Operatief te behandelen met mergpen.
Geschatte duur genezing: enkele maanden.
5. De eigen waarneming van de rechtbank, gedaan ter terechtzitting van 7 december 2023, tijdens hettonen van de videobeelden ter zitting, gedaan door de voorzitter, voor zover van belang inhoudende:
Te zien is dat verdachte eerst via de rechterkant van de weg andere weggebruikers inhaalt, en daarna via de linkerkant van de weg. Vervolgens vindt er een botsing plaats tussen verdachte en [slachtoffer] .
6. De eigen waarneming van de rechtbank, gedaan ter terechtzitting van 7 december 2023, te wetende mondelinge aanvulling van de vordering tot schadevergoeding door de benadeelde partij [slachtoffer] , voor zover van belang inhoudende:
Uit het letselverslag komt naar voren dat de inschatting van het herstel enkele maanden bedraagt.

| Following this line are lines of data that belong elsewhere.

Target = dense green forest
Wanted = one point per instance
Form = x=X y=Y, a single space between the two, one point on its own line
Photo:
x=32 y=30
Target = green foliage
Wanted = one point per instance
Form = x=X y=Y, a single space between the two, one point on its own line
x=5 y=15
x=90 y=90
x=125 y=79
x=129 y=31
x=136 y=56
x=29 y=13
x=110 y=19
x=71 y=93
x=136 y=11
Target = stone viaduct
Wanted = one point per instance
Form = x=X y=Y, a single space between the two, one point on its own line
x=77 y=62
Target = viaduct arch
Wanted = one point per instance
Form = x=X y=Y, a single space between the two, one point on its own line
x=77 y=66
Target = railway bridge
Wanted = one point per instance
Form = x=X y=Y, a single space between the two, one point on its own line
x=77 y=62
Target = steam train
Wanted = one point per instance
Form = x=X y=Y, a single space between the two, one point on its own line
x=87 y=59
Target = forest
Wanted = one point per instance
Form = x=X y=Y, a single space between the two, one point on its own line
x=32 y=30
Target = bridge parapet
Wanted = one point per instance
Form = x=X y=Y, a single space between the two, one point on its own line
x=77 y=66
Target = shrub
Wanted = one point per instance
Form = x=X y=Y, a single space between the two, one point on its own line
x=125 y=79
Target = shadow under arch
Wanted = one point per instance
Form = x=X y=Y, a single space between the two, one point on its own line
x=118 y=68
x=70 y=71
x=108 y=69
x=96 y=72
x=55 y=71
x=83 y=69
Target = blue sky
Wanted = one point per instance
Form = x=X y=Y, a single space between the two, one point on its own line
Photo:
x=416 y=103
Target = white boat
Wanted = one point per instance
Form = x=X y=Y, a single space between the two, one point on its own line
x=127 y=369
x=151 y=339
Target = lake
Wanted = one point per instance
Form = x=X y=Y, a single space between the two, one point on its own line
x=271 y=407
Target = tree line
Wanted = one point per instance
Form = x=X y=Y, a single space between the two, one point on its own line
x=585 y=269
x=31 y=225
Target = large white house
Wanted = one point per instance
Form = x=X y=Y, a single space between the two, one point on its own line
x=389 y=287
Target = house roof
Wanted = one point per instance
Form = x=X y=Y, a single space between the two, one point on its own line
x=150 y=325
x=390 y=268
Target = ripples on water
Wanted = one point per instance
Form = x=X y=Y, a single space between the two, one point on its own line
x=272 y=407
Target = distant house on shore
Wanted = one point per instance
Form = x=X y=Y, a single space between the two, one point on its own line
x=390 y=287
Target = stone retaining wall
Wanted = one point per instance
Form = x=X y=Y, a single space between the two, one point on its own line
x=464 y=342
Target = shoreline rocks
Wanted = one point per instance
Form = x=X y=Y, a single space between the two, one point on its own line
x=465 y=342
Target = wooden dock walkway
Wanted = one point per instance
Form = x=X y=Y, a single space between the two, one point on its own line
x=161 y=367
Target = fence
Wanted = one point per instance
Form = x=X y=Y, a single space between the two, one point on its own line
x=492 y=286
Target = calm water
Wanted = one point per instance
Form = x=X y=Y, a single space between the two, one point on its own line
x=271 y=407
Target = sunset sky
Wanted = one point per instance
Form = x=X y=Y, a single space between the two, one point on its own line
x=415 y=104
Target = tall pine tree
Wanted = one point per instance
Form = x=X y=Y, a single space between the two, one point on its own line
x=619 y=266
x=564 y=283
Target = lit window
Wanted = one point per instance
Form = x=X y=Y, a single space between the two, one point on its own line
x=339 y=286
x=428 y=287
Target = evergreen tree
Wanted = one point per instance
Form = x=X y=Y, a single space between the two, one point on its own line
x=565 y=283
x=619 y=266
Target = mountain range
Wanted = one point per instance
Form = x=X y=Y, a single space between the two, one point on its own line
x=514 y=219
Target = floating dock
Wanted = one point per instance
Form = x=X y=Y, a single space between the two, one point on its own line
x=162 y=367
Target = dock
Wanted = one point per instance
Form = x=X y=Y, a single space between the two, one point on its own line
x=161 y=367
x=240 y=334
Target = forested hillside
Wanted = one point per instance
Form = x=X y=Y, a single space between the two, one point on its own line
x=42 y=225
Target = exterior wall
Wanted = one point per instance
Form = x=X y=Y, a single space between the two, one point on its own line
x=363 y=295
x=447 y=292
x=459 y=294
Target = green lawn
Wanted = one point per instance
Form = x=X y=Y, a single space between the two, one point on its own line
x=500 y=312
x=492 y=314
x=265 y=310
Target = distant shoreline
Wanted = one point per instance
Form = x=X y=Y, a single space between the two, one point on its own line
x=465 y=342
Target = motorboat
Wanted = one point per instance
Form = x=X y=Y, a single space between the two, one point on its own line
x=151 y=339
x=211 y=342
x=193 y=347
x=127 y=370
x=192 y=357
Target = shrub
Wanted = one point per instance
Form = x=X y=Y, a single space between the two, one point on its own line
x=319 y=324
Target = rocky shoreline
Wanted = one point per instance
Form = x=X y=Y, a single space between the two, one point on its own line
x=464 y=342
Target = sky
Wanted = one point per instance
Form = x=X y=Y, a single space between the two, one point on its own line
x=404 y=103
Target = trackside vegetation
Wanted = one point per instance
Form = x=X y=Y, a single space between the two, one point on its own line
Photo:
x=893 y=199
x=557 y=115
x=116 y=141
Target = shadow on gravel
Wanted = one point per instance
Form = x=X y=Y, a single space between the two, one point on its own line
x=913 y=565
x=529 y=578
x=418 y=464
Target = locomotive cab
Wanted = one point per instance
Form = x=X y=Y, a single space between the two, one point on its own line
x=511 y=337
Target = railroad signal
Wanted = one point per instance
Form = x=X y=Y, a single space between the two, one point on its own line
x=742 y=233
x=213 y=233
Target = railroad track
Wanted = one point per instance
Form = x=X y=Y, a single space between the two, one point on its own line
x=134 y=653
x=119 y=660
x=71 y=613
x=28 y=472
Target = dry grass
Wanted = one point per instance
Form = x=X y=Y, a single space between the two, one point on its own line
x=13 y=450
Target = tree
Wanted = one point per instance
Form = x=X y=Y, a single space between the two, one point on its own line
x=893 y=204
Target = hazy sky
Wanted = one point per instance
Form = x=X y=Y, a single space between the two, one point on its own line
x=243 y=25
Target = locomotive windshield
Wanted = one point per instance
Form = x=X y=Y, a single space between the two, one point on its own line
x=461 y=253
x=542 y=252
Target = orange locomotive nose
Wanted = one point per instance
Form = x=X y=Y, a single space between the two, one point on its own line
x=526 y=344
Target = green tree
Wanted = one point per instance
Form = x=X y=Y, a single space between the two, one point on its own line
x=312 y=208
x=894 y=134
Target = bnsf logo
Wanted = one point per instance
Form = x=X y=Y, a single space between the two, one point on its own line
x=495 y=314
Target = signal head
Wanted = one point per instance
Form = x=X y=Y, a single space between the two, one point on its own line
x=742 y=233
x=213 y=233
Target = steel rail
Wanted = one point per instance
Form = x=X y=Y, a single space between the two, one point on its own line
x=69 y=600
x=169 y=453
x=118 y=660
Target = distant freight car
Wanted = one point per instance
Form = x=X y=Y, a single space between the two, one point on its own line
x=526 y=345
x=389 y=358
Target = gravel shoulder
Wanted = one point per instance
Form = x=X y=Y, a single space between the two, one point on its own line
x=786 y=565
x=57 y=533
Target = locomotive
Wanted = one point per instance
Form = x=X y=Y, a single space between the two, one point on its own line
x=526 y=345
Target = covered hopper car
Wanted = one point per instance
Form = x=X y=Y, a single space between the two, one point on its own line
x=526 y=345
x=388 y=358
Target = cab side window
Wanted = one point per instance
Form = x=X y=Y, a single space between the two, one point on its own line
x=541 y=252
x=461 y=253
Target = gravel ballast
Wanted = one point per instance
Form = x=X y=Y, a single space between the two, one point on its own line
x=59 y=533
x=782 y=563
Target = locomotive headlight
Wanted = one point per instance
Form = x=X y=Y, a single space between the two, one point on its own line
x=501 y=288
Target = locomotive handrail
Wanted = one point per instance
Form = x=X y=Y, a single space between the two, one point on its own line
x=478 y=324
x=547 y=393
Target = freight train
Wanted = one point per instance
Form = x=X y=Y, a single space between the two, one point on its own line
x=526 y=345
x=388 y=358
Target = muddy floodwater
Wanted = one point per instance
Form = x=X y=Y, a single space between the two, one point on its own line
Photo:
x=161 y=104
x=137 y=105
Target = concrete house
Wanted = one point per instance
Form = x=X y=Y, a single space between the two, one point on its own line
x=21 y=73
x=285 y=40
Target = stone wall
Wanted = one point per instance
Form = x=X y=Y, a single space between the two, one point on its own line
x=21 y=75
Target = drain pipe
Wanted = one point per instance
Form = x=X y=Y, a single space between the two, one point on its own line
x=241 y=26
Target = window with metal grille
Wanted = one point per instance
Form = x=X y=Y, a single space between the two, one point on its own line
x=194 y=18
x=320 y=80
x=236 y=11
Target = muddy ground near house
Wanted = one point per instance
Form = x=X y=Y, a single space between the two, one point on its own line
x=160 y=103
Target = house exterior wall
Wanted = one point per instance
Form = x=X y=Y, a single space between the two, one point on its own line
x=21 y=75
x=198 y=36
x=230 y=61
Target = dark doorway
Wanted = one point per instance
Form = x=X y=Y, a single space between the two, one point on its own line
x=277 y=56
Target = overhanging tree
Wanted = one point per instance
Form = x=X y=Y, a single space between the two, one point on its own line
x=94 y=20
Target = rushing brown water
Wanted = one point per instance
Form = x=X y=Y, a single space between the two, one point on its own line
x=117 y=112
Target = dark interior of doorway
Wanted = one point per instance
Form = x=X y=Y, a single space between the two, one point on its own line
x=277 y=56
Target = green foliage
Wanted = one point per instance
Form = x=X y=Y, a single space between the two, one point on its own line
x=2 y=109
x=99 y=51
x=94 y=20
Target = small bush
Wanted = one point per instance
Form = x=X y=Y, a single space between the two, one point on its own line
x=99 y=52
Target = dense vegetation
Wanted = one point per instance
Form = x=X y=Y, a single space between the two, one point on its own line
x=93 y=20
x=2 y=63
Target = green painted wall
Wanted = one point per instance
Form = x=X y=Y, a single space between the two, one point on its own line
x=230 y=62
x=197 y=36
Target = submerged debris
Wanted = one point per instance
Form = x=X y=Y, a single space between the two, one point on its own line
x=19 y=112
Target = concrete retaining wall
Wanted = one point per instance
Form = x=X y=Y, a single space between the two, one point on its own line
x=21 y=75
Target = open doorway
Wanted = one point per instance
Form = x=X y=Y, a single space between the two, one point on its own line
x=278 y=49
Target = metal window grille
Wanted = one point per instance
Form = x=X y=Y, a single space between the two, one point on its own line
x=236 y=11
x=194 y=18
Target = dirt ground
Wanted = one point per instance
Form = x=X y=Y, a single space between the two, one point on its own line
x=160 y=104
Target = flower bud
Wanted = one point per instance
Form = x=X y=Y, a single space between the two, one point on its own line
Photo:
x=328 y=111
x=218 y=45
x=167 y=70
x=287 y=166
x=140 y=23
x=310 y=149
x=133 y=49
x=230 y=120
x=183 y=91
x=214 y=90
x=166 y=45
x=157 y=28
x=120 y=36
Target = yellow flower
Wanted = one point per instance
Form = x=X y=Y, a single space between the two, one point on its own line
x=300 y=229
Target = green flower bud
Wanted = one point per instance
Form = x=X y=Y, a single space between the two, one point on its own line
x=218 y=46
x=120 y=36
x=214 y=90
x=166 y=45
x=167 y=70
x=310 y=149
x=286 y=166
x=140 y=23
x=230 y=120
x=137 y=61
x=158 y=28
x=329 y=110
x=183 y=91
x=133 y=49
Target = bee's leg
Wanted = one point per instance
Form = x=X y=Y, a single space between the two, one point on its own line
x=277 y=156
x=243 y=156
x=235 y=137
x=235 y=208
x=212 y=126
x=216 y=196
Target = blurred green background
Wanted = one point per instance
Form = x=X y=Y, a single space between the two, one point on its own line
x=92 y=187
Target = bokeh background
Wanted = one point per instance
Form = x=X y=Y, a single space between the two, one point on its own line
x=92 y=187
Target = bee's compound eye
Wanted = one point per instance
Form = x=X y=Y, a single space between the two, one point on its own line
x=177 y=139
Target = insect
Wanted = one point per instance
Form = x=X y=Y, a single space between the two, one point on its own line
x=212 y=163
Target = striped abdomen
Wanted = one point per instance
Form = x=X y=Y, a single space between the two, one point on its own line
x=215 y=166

Het ongeval heeft 1,5 jaar geleden plaatsgevonden en tot op heden heb ik nog last van mijn been. Ik heb altijd pijn en mijn been is nog dik. Zes weken geleden ben ik geopereerd aan mijn been. Los van de hersteloperatie heb ik een stekende pijn. Ik kan niet hurken, op mijn knieën zitten, rennen, of lang stil staan. Volgens de arts bestaat er een kans dat dit blijvend zal zijn.
Bewijsoverwegingen Schuld in de zin van artikel 6 van de Wegenverkeerswet 1994
In het algemeen geldt dat voor een bewezenverklaring van artikel 6 van de Wegenverkeerswet 1994 zoals onder 1 primair is ten laste gelegd dient te worden vastgesteld dat verdachte zich zodanig heeft gedragen dat het aan zijn schuld is te wijten dat een verkeersongeval heeft plaatsgevonden met als gevolg dat iemand is overleden dan wel zwaar lichamelijk letsel heeft opgelopen. De rechtbank dient te beoordelen of het handelen van de verdachte is aan te merken als roekeloos of aanmerkelijk, onvoorzichtig en/of onoplettend.
Wedstrijd
Onder een wedstrijd in de zin van artikel 10 tweede lid Wegenverkeerswet 1994 wordt verstaan elk rijden met voertuigen ter vaststelling of vergelijking van prestaties hetzij van de deelnemers, hetzij van de voertuigen, hetzij van onderdelen daarvan, hetzij van bedrijfsstoffen.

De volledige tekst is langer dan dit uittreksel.